In Italia, i criteri per la definizione delle microzone sismiche sono i seguenti[29][30]:
- zone stabili: zone dove non si ipotizzano effetti locali di rilievo;
- zone stabili suscettibili di amplificazioni locali: zone dove sono attese amplificazioni del moto sismico dovute alla litostratigrafia e alla morfologia locale;
- zone suscettibili di instabilità: zone dove gli effetti sismici attesi e predominanti sono riconducibili a deformazioni permanenti del territorio.
- Mappa del rischio sismico in Nord Europa
- Mappa isosismica storica redatta da G. Mercalli e T. Taramelli (1886) di un terremoto avvenuto in Andalusia nel 1884).
- Mappa isosismica di un terremoto avvenuto in Illinois (USA) nel 1968 (scala Mercalli MM).
- Mappa isosismica del disastroso terremoto di Chatkal (Kirghizistan) del 1946, arrivato al X grado (Mercalli MCS). La magnitudine massima corrisponde a 7.6 (MW). La causa del sisma fu una dislocazione lungo un’importante faglia trascorrente regionale.
- Effetti della liquefazione del terreno. Giappone, terremoto di Niigata (1964).
- Vulcanetti di sabbia dovuti alla liquefazione. Christchurch (Nuova Zelanda). Terremoto del 22 febbraio 2011.
- Effetti della liquefazione del terreno sul manto stradale. Terremoto di Canterbury (Nuova Zelanda), 4 settembre 2010.
Prevenzione
Lo stesso argomento in dettaglio: Ingegneria sismica e Adeguamento sismico.
La ricerca scientifica è ancora lontana dalla previsione di un sisma: il rimedio più praticabile e saggio contro i danni materiali e umani dei terremoti è rappresentato dalla protezione attiva, ovvero dall’uso di efficaci tecniche antisismiche di costruzione di edifici proprie dell’ingegneria sismica come ad esempio l’isolamento sismico: queste tecniche allo stadio attuale sono in grado di minimizzare i danni anche di terremoti estremamente potenti e sono diffusamente utilizzate in alcune delle aree più sismiche al mondo come il Giappone.

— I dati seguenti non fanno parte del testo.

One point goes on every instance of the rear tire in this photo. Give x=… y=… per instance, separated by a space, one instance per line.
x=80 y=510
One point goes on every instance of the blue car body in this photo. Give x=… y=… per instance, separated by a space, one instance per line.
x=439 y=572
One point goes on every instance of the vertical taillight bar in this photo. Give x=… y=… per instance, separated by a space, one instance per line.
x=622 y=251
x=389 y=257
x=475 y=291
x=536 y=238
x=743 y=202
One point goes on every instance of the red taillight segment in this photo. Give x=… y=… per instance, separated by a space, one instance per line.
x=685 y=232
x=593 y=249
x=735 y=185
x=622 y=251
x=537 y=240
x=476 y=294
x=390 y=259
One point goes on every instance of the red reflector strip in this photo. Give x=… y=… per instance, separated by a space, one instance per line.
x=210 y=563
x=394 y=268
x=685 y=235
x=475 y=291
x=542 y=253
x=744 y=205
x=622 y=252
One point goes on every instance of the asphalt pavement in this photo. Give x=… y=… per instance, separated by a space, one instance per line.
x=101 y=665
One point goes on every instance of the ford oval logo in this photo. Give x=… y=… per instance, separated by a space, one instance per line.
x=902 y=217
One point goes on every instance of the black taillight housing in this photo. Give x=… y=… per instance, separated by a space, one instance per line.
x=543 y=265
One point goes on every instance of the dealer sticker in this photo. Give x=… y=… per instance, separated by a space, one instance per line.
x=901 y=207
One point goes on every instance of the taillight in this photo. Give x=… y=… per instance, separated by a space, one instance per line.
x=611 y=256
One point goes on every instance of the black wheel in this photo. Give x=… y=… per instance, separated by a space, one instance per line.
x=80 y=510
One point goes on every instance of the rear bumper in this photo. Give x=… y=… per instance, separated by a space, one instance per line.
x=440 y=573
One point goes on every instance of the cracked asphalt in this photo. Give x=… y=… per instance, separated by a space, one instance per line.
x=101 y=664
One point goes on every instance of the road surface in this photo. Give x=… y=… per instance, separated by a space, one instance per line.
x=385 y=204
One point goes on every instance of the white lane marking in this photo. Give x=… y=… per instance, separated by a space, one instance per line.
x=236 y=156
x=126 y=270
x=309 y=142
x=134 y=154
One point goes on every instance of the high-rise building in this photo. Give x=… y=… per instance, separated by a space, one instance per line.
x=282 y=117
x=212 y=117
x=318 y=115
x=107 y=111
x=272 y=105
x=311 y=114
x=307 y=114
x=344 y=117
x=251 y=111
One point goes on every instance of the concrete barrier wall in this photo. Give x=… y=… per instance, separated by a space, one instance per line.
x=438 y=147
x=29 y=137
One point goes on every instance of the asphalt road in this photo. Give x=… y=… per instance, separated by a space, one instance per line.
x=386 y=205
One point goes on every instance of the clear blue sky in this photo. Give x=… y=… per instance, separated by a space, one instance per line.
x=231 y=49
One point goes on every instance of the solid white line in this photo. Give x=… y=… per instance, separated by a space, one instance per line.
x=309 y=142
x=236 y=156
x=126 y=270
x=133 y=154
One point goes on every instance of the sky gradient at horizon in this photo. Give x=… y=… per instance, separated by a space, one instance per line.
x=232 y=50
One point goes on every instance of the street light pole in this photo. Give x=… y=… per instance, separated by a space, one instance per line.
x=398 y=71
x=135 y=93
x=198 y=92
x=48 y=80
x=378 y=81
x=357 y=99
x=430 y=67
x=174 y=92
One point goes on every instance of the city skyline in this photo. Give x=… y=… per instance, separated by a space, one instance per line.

La pericolosità sismica dipende dalle caratteristiche geologiche del territorio, ed è al di fuori delle possibilità di intervento da parte dell’uomo. Può però essere quantificato e previsto statisticamente. Per individuare zone a significativo pericolo sismico e a conseguente rischio sismico si fa usualmente ricorso a studi di sismologia storica, paleosismologia e a tecniche di microzonazione sismica fornendo relative mappe di rischio, mentre per valutare gli effetti di un sisma si può ricorrere a tecniche di simulazione (vedi simulazione di terremoto).

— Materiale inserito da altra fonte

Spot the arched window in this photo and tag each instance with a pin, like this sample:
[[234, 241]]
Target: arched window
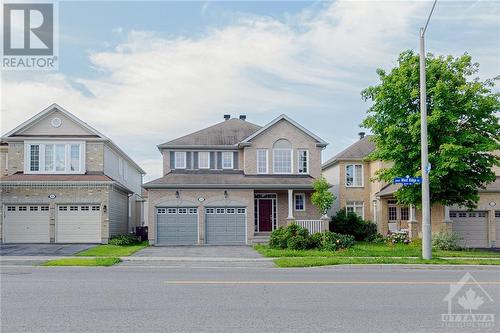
[[282, 156]]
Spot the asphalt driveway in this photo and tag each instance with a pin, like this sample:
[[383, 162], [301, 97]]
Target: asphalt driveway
[[243, 252], [42, 249]]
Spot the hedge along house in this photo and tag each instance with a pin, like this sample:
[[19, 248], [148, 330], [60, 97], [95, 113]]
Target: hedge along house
[[235, 182], [351, 174], [64, 182]]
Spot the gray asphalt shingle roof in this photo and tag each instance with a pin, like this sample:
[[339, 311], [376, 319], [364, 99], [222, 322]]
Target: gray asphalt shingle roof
[[357, 151], [228, 179], [227, 133]]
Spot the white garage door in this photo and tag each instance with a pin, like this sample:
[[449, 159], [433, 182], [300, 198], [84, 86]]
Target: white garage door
[[26, 224], [78, 224], [472, 227]]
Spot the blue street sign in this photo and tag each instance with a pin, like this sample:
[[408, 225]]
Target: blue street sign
[[406, 181]]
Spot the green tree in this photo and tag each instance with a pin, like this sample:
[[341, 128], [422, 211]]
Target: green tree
[[322, 198], [463, 127]]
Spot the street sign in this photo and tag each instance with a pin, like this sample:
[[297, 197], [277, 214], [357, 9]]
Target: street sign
[[407, 181]]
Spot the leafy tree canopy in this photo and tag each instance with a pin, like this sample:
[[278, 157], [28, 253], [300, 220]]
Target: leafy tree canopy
[[463, 127]]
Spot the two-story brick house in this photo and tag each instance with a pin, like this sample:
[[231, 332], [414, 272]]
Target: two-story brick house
[[351, 175], [233, 182], [64, 182]]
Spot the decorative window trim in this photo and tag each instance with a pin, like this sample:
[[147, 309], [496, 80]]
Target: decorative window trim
[[42, 166], [266, 151], [202, 153], [275, 150], [299, 162], [354, 175], [231, 156], [303, 202], [180, 156]]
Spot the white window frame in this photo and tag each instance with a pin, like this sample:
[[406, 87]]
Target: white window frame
[[178, 157], [299, 162], [231, 155], [303, 195], [266, 151], [354, 205], [291, 161], [354, 175], [207, 153], [67, 158]]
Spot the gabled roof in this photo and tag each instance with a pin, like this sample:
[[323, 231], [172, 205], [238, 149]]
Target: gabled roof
[[55, 107], [227, 133], [357, 151], [320, 142]]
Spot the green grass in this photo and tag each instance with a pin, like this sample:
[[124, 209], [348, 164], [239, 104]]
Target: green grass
[[82, 262], [310, 262], [366, 249], [112, 250]]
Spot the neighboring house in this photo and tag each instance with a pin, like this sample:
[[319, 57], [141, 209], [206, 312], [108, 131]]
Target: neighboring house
[[64, 182], [235, 182], [351, 175]]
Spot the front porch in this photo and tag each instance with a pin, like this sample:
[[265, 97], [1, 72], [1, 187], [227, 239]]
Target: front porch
[[275, 208]]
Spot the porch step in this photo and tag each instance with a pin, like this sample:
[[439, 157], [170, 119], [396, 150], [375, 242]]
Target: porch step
[[261, 238]]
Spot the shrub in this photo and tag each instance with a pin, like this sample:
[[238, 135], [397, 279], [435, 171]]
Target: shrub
[[398, 238], [123, 240], [351, 224], [447, 241], [330, 241]]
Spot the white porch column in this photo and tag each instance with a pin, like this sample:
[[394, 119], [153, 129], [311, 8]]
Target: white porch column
[[290, 205]]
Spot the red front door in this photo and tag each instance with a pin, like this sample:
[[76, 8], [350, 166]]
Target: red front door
[[265, 215]]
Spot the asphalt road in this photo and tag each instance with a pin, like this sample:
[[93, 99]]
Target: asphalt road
[[236, 299]]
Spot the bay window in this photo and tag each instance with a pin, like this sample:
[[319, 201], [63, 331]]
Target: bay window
[[354, 175], [50, 157]]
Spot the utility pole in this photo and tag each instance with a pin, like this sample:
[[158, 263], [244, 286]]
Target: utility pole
[[425, 167]]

L’esposizione è un fattore sul quale, in aree già densamente abitate e costruite, vi sono possibilità di intervento limitate. È chiaro che ove possibile, in una zona ad alta pericolosità sismica (ad esempio su strutture geologiche come faglie o aree franose) è meglio evitare di costruire ulteriormente o, se necessario, farlo con criteri antisismici. La vulnerabilità del territorio è il fattore sul quale è generalmente più facile intervenire. È possibile diminuire la vulnerabilità ristrutturando con opportuni criteri gli edifici esistenti e progettando quelli da costruire con criteri antisismici.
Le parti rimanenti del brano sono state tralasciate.